Achtung Grundmandatsklausel: Möglich ist der Einzug in den Landtag aber auch, wenn eine Partei in mindestens einem Wahlkreis ein Direktmandat gewinnt. Im Fall der Freien Wähler, die bei 4,5 Prozent liegen, dürften die Hoffnungen diesbezüglich auf Péter Vida ruhen, der 2019 seinen Wahlkreis Barnim II gewann. Entscheidend könnte es in der Landeshauptstadt Potsdam werden, wo die Grüne Marie Schäffer das Direktmandat hält. Erwartet wird dort ein knappes Rennen zwischen ihr und SPD-Kulturministerin Manja Schüle.

3.

Zwar liefern die USA im Gegensatz zu Deutschland Raketen mit hoher Reichweite, doch bislang war Joe Biden beim Einsatz dieser Waffen tief in russischem Gebiet zurückhaltend. Der US-Präsident war darin Scholz' Vorbild, wobei die Hoffnung, daraus weltpolitisches Format zu ziehen, eine rein Berliner Hoffnung war.

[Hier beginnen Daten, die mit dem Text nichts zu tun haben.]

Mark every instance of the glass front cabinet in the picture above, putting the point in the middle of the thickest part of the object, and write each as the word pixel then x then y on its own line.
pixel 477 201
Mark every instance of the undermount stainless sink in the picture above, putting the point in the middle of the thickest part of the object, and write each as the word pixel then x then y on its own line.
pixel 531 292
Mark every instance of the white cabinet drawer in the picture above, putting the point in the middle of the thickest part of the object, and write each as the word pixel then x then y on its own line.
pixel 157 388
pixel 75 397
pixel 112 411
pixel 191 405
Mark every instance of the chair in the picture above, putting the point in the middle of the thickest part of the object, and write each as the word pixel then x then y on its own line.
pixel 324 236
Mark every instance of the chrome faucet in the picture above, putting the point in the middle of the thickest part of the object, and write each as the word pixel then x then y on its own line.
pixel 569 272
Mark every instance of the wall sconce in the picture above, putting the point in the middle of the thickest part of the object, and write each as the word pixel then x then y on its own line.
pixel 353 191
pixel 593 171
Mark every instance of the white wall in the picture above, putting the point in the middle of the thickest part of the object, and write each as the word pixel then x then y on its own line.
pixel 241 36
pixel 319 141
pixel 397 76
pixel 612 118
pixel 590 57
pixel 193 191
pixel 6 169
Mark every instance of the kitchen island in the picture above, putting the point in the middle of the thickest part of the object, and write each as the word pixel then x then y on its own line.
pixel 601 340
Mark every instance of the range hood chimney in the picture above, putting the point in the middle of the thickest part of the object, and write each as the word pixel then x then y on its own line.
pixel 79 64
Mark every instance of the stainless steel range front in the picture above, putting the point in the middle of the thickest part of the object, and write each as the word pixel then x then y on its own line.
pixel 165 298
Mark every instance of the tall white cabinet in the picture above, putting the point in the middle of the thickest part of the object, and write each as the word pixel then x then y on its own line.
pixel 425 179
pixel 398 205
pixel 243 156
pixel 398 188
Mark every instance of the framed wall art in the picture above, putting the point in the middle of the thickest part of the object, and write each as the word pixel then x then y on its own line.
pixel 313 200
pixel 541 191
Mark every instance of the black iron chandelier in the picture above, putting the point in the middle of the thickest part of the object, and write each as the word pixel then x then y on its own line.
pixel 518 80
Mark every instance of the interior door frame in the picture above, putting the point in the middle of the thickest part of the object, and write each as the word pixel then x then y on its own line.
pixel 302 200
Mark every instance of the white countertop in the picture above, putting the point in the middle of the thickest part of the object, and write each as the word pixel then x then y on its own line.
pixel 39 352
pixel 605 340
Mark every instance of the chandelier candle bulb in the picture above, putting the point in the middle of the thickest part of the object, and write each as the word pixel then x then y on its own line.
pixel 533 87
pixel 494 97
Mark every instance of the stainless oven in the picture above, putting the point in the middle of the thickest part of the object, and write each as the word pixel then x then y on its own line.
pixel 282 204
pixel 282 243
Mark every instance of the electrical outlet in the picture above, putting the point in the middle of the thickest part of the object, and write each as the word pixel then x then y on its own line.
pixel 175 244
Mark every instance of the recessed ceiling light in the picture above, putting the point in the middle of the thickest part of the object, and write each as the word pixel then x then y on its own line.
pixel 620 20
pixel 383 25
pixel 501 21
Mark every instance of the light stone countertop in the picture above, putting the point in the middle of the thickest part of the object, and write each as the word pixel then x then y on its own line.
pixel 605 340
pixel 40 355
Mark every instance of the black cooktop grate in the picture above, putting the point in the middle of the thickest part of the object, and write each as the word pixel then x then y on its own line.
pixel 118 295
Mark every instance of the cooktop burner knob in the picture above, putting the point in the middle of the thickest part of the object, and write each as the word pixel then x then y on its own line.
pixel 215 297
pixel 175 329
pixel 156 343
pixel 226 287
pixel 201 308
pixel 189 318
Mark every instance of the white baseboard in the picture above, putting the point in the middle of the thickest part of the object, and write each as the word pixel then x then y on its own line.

Nach Washington. Nun haben US-Abgeordnete beider Parteien den Präsidenten in einem Brief aufgefordert, den Einsatz dieser Waffen gegen Ziele tief im russischen Inland zu erlauben und die Beschränkungen „sofort“ aufzuheben. „Der Ukraine werden Handschellen angelegt“, sagte der demokratische Abgeordnete Jake Auchincloss meinem Kollegen Mathias Hammer. Der Kongressabgeordnete aus Massachusetts gehört zu den mehr als 30 Unterzeichnern des Briefs.


Ein-Zwei-Schlag: Auchincloss sagte, die Regierung Biden solle der Ukraine erlauben, russische Militärbasen sowie wichtige Ölraffinerien in der Region Moskau mit von den USA gelieferten Raketen anzugreifen. In Verbindung mit schärferen Sanktionen gegen russisches Öl, sagte Auchincloss, könnte dieser Politikwechsel ein „Doppelschlag gegen Putins Petro-Staat“ sein, der das Momentum wieder auf die Seite der Ukraine lenken könnte. 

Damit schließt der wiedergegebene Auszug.